Houston Chronicle Sunday

MY black-AND- white PHOTO WITH FIDEL CASTRO

A Cuban immigrant journalist recalls personal experience­s with late leader

- By Olivia P. Tallet

My phone has been burning up since Fidel Castro died.

Some friends from Miami sounded euphoric about the news from Nov. 25. Others, from Cuba, sad. And then there are those who seemed numb.

A childhood friend from Cuba, who also lives in Houston, insisted that I share my feelings.

“I really don’t know,” I told him. “I haven’t decided yet.”

His reply took me by surprise: “Perhaps you are afraid of feeling something?”

Am I? I thought. I went to search for an answer.

I’ve carried a trunk with me everywhere since I emigrated from Cuba in the 1990s, a couple of years after graduating from the University of Havana’s school of journalism. It’s in my garage now.

I opened it and found the blackand-white photo I was looking for: my first encounter with Fidel Castro.

The photo was taken during a relative’s wedding. The bride and groom were idealistic young participan­ts in the revolution.

I was about 3 years old, and Fidel and I were sharing a plate.

According to family legend, at the moment the photo was taken, I was telling Fidel to close his eyes and open his mouth to taste the cake I was offering — just as my mother used to do with me when she wanted to delight me with some edible surprise.
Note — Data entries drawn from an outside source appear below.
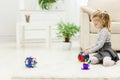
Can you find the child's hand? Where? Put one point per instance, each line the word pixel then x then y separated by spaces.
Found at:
pixel 85 51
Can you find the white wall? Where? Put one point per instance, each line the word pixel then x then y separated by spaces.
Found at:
pixel 8 12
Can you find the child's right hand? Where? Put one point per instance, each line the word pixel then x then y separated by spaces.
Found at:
pixel 85 51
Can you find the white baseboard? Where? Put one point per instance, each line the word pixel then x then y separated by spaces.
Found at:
pixel 7 37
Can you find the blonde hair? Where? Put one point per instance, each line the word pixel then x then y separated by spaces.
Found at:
pixel 104 16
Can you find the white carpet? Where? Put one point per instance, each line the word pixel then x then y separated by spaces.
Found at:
pixel 56 65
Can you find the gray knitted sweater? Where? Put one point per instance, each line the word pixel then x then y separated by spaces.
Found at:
pixel 103 36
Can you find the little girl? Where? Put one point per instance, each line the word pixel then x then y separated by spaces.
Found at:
pixel 106 54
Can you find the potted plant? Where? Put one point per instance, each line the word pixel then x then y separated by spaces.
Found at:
pixel 46 4
pixel 67 30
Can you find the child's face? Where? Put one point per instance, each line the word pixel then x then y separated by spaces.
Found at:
pixel 97 22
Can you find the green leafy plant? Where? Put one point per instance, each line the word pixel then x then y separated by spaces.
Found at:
pixel 67 30
pixel 46 4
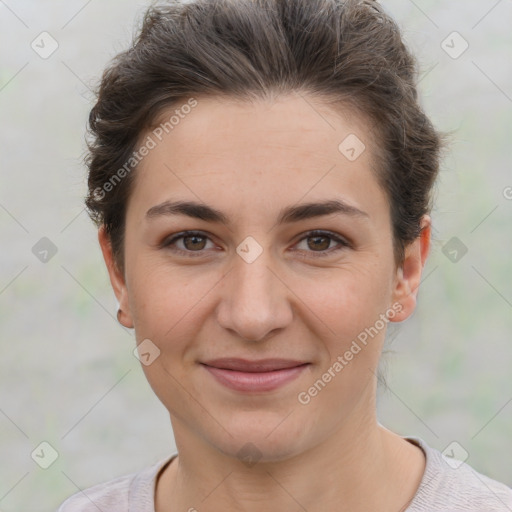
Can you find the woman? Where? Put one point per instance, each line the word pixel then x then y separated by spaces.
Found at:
pixel 260 172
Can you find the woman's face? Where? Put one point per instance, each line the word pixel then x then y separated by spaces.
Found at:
pixel 256 283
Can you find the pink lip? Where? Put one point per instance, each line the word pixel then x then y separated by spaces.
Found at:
pixel 265 375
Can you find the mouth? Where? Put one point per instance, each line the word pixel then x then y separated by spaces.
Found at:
pixel 254 376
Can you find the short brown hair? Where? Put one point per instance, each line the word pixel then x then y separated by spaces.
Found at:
pixel 348 52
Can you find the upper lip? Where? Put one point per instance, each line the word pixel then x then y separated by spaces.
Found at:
pixel 260 365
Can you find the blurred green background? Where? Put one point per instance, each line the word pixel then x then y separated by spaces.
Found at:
pixel 67 372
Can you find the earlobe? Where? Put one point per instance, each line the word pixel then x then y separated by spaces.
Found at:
pixel 117 279
pixel 408 276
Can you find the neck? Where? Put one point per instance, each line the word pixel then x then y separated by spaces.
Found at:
pixel 361 466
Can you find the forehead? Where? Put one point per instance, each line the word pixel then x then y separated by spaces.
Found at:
pixel 241 153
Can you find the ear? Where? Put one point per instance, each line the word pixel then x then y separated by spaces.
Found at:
pixel 117 279
pixel 408 276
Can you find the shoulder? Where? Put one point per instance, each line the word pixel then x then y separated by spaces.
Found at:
pixel 133 491
pixel 451 485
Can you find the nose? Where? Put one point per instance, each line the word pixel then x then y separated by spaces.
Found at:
pixel 255 302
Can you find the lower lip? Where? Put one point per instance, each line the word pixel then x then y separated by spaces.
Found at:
pixel 262 381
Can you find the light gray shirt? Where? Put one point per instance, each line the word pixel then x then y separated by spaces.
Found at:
pixel 446 486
He had already begun to eat the chicken croquette I’d assigned him.

For me, he was just the man who was always on TV, the man who brought a lot of noise with his presence. There were green guys atop all the neighborho­od roofs. A bunch of other men pretended to be guests, their eyes wide, their heads swiveling like oscillatin­g fans.

I didn’t think anything of them. I told El Comandante what to do as if he were my teatime playmate.
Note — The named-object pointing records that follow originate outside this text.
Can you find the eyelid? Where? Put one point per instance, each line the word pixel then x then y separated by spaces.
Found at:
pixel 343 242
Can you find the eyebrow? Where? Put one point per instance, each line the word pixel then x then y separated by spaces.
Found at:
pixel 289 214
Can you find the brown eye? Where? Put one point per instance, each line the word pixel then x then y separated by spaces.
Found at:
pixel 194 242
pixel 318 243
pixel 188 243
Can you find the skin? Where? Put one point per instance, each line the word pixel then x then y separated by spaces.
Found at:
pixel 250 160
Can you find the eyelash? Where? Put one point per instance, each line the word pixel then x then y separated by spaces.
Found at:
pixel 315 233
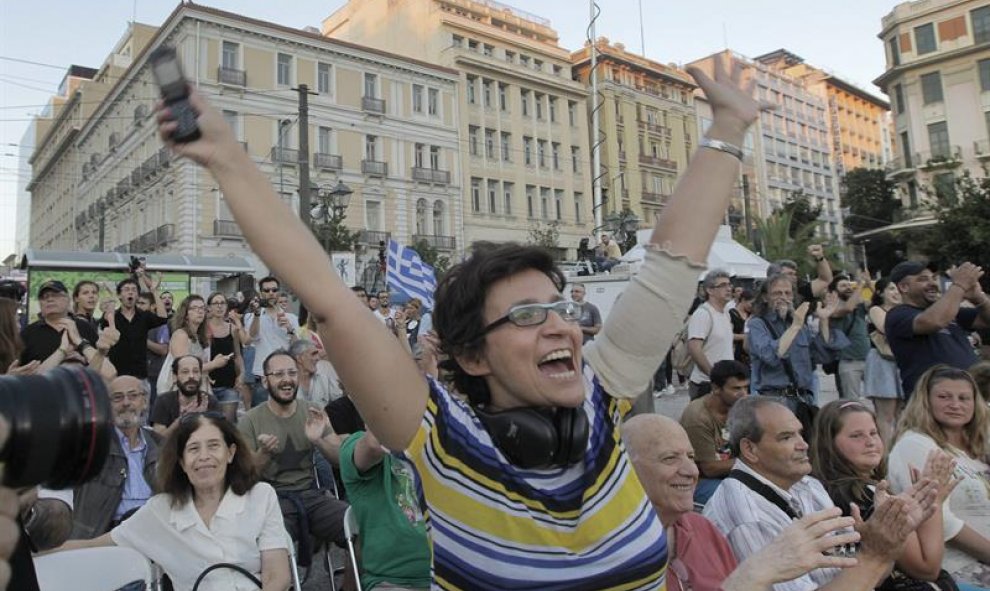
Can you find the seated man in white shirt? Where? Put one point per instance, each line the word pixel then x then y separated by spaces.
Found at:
pixel 770 487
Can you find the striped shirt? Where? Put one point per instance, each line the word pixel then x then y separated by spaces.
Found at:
pixel 751 522
pixel 495 526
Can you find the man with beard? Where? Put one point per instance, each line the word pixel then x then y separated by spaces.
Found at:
pixel 188 396
pixel 130 354
pixel 283 433
pixel 928 328
pixel 850 318
pixel 125 482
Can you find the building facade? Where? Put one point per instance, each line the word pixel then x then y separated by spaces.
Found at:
pixel 648 127
pixel 384 125
pixel 523 125
pixel 938 80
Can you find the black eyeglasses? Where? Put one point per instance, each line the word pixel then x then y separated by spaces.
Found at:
pixel 535 314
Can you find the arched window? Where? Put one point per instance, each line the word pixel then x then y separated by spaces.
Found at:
pixel 438 221
pixel 421 217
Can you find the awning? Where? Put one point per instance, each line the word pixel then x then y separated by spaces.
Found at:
pixel 726 254
pixel 194 265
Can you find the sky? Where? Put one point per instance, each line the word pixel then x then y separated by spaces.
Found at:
pixel 837 35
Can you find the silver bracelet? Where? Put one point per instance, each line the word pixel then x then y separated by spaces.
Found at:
pixel 722 147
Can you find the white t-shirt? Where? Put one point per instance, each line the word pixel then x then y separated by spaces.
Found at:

Observing the photo now, I see the man in black and white, a figure drawn by its contrasts and polarities. White for those who admired him; black for those who hated him. A character who embodies everything that Cuba has been, and has not been, for half a century.

In Miami, at parties celebratin­g his death, Cuban exiles remember the dark side of Fidel. There, his death means the end of their pain; the end of a dictator; of a ruler who delayed the prosperity of Cuba by reversing the course of its history. One who, in the ’60s, expropriat­ed people’s businesses and punished detractors with death sentences.

That’s the view of one person who, after Castro’s death, wrote this on my Facebook wall: “We celebrate the death of the dictator (Castro) as Jews did in Nazi Germany when Hitler died, as Italians after the death of Benito Mussolini, as they also celebrated it in Iraq after the death of (Saddam Hussein).”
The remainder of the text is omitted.